President Obama is insistent that taxes must go up to close the deficit. He says it’s just common sense that taxes must go up, because the math says so. But if he gets his way, the numbers won’t add up the way he says they will.
President Obama wants to raise taxes on “the rich.” But the Treasury will never collect the revenue he says will come from such hikes, because the rich will change their behavior to escape the punitive levies.

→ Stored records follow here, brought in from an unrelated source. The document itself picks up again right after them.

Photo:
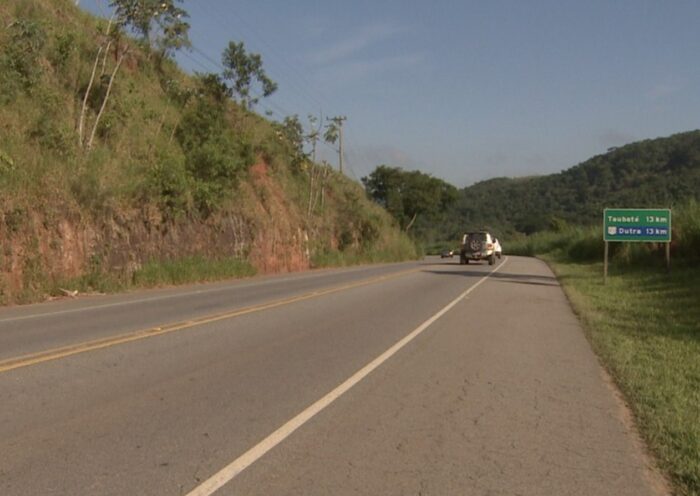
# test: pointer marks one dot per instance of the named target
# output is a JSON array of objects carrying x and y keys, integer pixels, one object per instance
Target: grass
[
  {"x": 645, "y": 326},
  {"x": 191, "y": 269}
]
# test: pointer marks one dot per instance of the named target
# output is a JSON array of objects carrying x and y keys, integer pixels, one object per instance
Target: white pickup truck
[{"x": 479, "y": 245}]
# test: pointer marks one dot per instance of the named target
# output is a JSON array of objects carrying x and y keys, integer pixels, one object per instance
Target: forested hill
[
  {"x": 659, "y": 172},
  {"x": 115, "y": 164}
]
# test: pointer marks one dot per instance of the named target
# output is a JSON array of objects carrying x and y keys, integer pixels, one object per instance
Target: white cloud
[{"x": 363, "y": 38}]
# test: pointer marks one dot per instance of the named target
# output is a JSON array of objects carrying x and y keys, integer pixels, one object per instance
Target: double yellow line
[{"x": 74, "y": 349}]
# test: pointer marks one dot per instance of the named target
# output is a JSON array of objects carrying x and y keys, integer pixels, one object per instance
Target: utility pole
[{"x": 335, "y": 131}]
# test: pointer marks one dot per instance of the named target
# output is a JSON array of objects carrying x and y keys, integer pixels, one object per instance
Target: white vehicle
[
  {"x": 497, "y": 248},
  {"x": 479, "y": 245}
]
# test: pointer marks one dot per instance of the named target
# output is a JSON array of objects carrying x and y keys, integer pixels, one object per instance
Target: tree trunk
[
  {"x": 83, "y": 110},
  {"x": 410, "y": 224},
  {"x": 104, "y": 102}
]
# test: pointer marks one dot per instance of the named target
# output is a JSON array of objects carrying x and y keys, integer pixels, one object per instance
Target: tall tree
[
  {"x": 409, "y": 194},
  {"x": 160, "y": 23},
  {"x": 244, "y": 71}
]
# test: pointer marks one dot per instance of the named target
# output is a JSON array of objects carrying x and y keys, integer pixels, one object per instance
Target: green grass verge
[
  {"x": 645, "y": 326},
  {"x": 190, "y": 269}
]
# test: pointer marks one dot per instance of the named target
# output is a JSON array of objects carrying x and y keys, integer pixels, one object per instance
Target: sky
[{"x": 466, "y": 90}]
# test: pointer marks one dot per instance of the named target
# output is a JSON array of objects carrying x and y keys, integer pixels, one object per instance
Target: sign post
[{"x": 637, "y": 225}]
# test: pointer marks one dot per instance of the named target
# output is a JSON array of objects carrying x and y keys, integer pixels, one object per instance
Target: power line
[{"x": 299, "y": 90}]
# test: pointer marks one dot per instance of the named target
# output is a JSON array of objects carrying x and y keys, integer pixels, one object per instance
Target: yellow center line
[{"x": 74, "y": 349}]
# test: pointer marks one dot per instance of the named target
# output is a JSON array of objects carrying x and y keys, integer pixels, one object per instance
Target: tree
[
  {"x": 409, "y": 194},
  {"x": 243, "y": 70},
  {"x": 293, "y": 131},
  {"x": 146, "y": 18},
  {"x": 159, "y": 23}
]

Case in point from Britain, where Parliament recently implemented a 50 percent tax rate on the rich:
The Treasury received £10.35 billion in income tax payments from those paying by self-assessment last month, a drop of £509 million compared with January 2011. Most other taxes produced higher revenues over the same period. Senior sources said that the first official figures indicated that there had been “manoeuvring” by well-off Britons to avoid the new higher rate. The figures will add to pressure on the Coalition to drop the levy amid fears it is forcing entrepreneurs to relocate abroad.
This should be no surprise. When governments raise taxes on the rich, the rich change their behavior to avoid the higher taxes. Liberals understand this phenomenon when they raise taxes on cigarettes to discourage smoking, but they never seem to apply the same principle to income. If you tax income more heavily, you’ll end up with less income to tax, just like if you raise taxes on cigarettes, smokers purchase fewer packs.
When tax rates on the rich go up, the rich can respond in a number of ways:
- Work less. They can work less, thereby earning less income to tax. This makes sense for high earners when their rate hits or exceeds 50 percent. Who wants to work when you take home half or less of the additional money you earn?
- Earn differently. They can also change the composition of their income. In the U.S., capital gains and dividends are properly taxed at a lower rate than wage and salary income (ideally, they wouldn’t be taxed at all). Since the rich are often business owners, they can shift their compensation from wages and salaries to these less-taxed forms. They can also take compensation in forms that are excluded from taxation, like more comprehensive health insurance plans.
- Seek shelter. Lastly, when the IRS comes calling for more, the rich can pay high-priced lawyers and accountants to scrounge the tax code for every last deduction, credit, and exemption to minimize their tax liability. This diverts resources that could’ve gone into creating jobs in other areas of the economy.
Taxing the rich more heavily distracts from the real cause of our debt and deficit woes: entitlements like Social Security and Medicare driving overspending. Washington has an overspending problem, not an under-taxing one. It would be better for Congress and the President to focus on the true cause of the problem than to waste time on counterproductive tax hikes that would never raise the expected revenue and would slow the already stagnant economy to boot.